Bizi kitap okuyamaz ya da bir resme bakamaz halde, yürüyüşler yapacağımız güzel ovalar olmadan, güneşin altında uzanmadan, çağımızın bilgisine bir payımız olmadan kısacası bedensel ya da zihinsel herhangi bir zevk almadan geçim derdiyle ter ve koku içinde bırakır.
Korku ve umut, insan ırkına hükmeden ve devrimcilerin de baş etmesi gereken iki temel duygudur. Bizim işimiz, baskı ve zülüm altındaki nice insana umut vermek ve zalimler azınlığına korku salmaktır.
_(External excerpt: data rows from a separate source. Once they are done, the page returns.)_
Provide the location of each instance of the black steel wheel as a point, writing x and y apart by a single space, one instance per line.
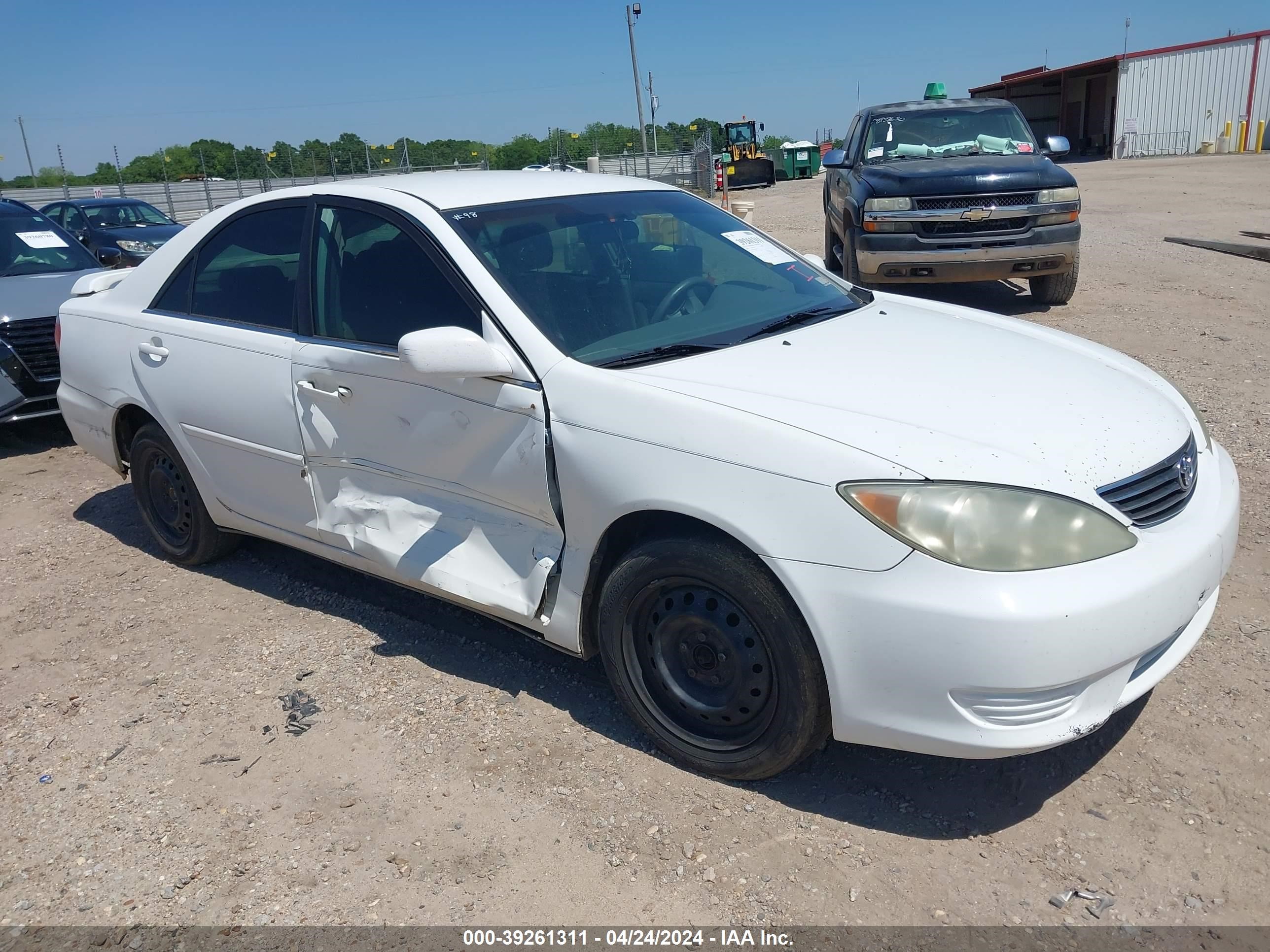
711 658
169 502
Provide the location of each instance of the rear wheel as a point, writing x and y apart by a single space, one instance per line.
169 502
711 658
1057 289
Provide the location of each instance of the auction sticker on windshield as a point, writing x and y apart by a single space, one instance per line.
41 239
757 245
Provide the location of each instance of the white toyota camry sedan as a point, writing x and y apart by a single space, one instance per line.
615 417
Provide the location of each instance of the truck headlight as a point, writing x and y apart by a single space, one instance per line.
888 205
992 528
138 248
1051 196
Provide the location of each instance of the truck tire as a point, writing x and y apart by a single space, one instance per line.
1057 289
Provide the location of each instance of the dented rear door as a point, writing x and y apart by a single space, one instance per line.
442 484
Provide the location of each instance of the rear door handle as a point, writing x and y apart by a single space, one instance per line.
342 394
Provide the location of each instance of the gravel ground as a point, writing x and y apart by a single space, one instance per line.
461 775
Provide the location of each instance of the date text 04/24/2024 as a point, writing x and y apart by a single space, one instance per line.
666 938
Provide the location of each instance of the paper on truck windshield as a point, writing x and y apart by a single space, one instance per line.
759 247
41 239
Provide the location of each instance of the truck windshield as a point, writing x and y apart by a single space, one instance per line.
936 134
31 244
612 278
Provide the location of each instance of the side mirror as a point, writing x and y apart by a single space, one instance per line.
835 159
451 352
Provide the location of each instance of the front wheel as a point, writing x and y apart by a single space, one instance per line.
710 657
1057 289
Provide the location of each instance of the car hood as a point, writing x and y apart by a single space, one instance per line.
141 233
25 296
952 394
966 174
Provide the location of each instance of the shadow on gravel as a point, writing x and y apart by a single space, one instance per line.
31 437
1008 298
929 798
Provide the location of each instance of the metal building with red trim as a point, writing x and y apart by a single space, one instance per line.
1154 102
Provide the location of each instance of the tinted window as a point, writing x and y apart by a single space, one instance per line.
176 296
852 145
247 271
609 276
373 282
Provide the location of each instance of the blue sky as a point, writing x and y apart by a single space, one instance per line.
140 75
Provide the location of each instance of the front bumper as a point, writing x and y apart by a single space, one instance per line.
938 659
906 258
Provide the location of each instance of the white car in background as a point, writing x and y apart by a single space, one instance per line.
615 417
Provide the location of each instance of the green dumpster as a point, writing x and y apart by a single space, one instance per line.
801 160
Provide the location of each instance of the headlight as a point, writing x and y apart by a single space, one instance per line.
888 205
1050 196
993 528
142 248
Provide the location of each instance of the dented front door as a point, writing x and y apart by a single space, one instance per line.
442 485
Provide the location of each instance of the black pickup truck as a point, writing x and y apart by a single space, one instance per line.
952 190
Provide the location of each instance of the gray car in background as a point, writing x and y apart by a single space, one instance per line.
40 265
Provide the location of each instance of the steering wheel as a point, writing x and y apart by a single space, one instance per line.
675 294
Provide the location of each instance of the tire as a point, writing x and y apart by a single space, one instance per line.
832 262
169 502
1057 289
708 654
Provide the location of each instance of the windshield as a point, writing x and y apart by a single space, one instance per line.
935 134
611 276
31 244
108 216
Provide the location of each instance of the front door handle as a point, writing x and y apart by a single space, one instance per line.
342 394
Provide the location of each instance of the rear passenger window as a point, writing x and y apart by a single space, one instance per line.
373 283
247 271
176 296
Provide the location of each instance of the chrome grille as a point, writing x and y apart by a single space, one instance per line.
1006 200
973 228
1159 492
34 343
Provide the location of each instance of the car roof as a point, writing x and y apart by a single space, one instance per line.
460 190
920 104
100 202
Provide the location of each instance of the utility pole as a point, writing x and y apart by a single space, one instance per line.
639 97
67 192
118 172
28 151
652 104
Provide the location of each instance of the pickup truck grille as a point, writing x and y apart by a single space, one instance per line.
34 343
973 228
1159 492
1005 200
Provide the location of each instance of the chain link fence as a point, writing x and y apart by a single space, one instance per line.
188 201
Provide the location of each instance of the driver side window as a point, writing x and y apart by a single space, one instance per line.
374 283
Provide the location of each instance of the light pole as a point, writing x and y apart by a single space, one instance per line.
639 98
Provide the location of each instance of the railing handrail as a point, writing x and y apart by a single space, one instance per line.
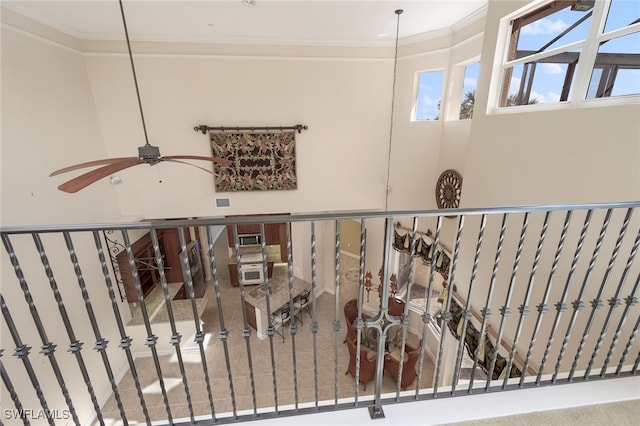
306 217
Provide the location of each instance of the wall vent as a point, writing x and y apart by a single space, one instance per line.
223 202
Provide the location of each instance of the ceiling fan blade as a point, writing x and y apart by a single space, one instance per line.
222 161
89 164
188 164
86 179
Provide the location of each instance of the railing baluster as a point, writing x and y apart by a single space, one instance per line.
578 304
466 316
175 336
75 346
524 309
293 329
336 321
486 312
22 353
314 319
597 302
543 308
359 322
270 328
505 312
246 331
224 333
405 314
48 348
125 341
101 343
630 301
614 302
152 339
561 306
426 317
12 392
447 306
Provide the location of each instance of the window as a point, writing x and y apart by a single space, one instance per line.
469 90
568 50
429 95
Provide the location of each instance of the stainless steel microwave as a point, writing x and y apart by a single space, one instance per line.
250 240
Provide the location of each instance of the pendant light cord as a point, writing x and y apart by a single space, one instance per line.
133 69
398 12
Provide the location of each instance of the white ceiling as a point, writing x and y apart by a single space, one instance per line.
323 22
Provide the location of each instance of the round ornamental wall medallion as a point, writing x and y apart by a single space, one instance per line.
448 189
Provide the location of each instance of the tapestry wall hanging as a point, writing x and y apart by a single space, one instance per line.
260 161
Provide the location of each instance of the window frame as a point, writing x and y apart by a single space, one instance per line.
588 47
416 93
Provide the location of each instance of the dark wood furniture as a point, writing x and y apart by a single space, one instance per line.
146 266
233 273
368 360
274 233
392 365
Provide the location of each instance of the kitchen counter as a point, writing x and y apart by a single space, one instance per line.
278 296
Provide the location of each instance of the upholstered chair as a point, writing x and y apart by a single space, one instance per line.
392 365
368 360
350 315
396 307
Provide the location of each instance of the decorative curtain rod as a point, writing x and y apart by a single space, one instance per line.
204 128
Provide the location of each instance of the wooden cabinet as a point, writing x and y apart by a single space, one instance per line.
251 315
233 273
146 266
274 234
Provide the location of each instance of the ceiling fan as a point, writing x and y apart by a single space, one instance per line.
147 154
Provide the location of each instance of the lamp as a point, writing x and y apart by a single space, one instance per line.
368 284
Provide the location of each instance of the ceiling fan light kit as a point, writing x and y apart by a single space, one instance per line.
147 154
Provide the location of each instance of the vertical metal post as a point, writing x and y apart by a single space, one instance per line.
175 336
246 331
293 329
101 343
505 312
359 322
524 309
336 321
270 328
467 311
578 304
597 302
426 316
224 333
561 306
22 352
125 341
375 411
446 311
614 302
486 312
151 339
75 346
627 348
314 319
630 301
48 348
405 313
543 308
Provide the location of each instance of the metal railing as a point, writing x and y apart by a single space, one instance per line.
561 262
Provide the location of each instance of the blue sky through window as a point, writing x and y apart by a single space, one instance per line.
549 77
429 95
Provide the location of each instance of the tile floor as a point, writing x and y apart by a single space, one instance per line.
329 366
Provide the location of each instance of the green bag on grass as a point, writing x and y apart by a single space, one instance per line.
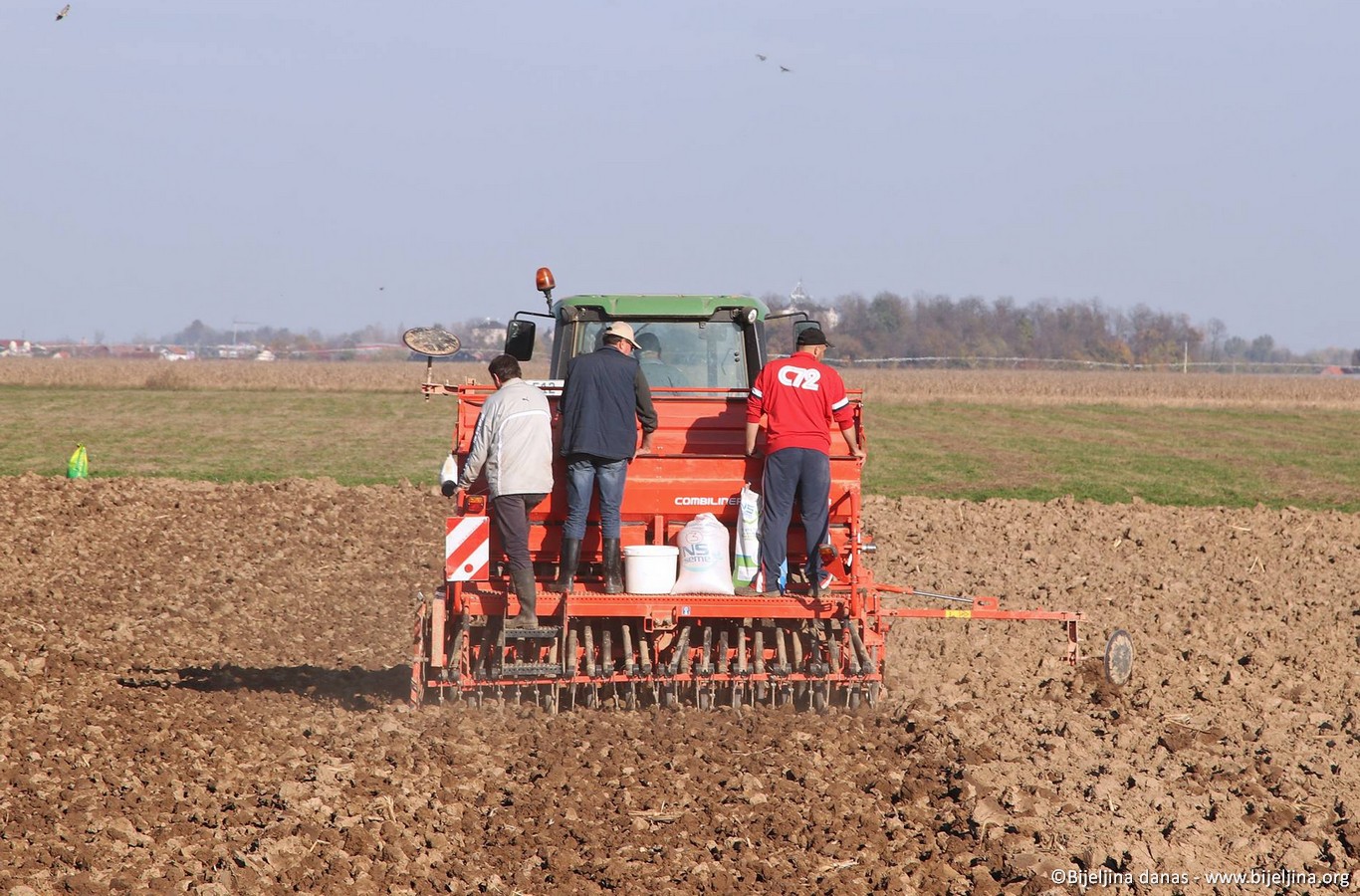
79 464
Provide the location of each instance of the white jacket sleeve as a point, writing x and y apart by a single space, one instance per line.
478 453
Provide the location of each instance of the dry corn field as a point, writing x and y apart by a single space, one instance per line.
885 386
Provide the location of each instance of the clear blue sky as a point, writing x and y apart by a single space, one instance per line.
334 164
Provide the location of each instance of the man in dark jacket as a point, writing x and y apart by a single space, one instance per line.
799 397
604 397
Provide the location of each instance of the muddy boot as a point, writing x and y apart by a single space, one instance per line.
612 567
566 567
524 589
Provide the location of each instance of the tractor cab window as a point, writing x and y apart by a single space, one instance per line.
677 353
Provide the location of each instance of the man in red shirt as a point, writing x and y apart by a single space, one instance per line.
799 397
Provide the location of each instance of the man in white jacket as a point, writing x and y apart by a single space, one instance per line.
513 439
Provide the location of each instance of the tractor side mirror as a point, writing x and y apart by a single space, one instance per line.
431 341
520 336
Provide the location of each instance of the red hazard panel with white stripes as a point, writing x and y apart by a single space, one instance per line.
467 550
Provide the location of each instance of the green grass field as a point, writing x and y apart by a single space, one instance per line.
996 445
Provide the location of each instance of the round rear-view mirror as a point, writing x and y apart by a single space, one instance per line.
431 340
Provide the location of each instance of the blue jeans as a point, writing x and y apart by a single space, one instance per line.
583 473
802 473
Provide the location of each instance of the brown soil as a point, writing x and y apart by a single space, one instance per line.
203 691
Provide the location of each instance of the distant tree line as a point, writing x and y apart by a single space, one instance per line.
890 327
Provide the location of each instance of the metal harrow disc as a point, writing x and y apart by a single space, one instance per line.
1118 661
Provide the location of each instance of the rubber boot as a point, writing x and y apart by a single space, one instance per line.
566 567
524 589
612 567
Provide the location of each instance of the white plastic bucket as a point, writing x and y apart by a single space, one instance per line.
650 568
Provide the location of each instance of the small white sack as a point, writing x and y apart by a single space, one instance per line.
705 559
449 476
748 539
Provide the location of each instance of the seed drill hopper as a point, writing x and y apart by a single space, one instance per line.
593 649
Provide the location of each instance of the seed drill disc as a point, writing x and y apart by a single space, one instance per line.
431 340
1118 657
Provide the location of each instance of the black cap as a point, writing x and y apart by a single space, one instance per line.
813 337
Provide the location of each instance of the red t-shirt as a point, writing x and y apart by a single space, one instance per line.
801 397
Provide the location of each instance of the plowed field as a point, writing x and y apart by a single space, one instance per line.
201 690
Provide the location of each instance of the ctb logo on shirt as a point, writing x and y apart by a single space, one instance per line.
799 376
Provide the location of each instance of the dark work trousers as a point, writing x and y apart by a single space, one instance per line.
802 473
510 516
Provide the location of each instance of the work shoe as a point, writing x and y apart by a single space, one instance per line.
612 567
524 589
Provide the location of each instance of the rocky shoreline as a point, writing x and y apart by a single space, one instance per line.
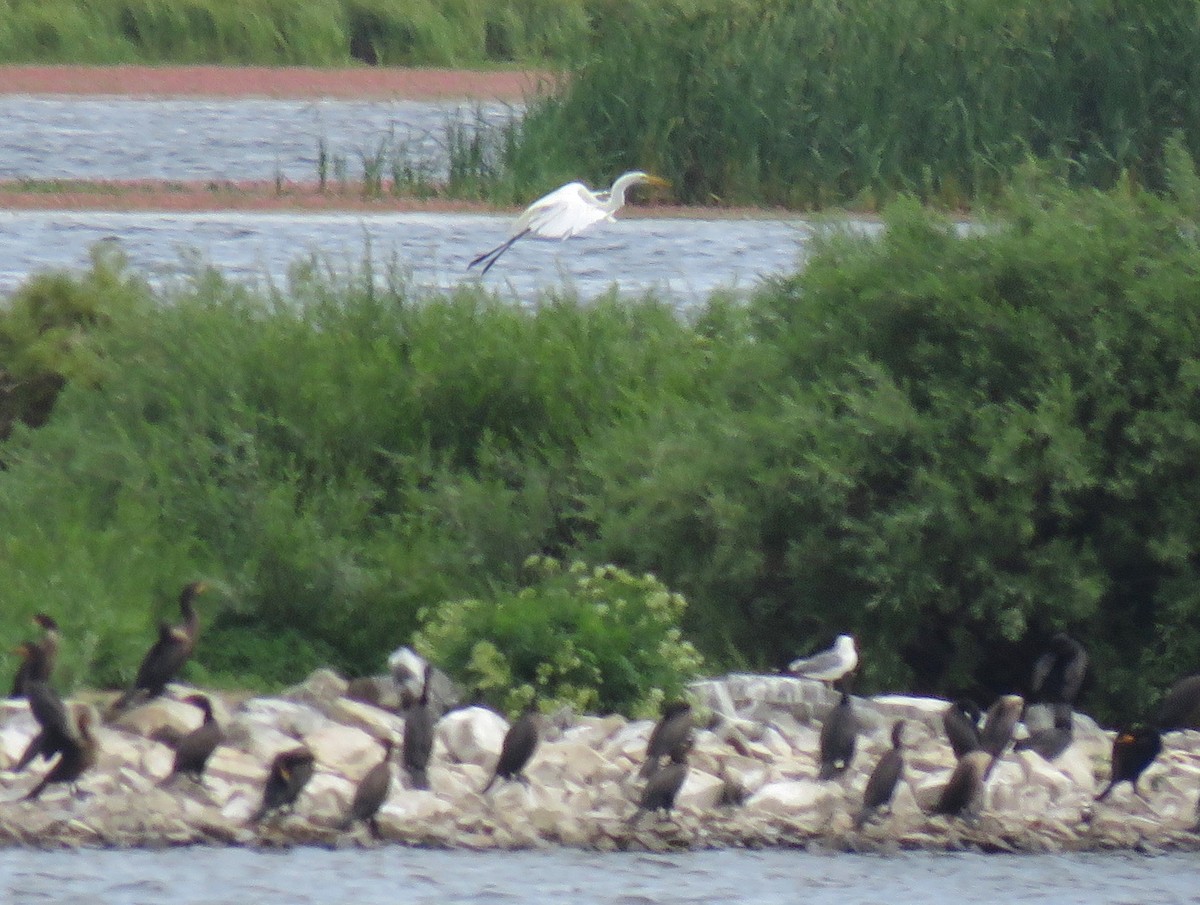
751 784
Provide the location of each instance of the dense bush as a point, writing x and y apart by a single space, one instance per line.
598 639
811 102
949 441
Yoksullar vardır, bunu bilirler. Ancak yoksulların acıları, sert ve sarsıcı bir biçimde ulaşamaz onlara. Onların kendi dertleri vardır ve hiç şüphesiz, dert çekmenin insanlığın kaderi olduğunu düşünürler. Kendi yaşamlarındaki dertleri, toplumun alt kesimlerindeki insanların dertleriyle karşılaştıracak yola yordama da sahip değillerdir. Ve olur da daha ağır dertler üzerine düşünmek zorunda kalırlarsa, "İnsan, ne olursa olsun, çekeceği derde alışır," vecizesine sığınırlar.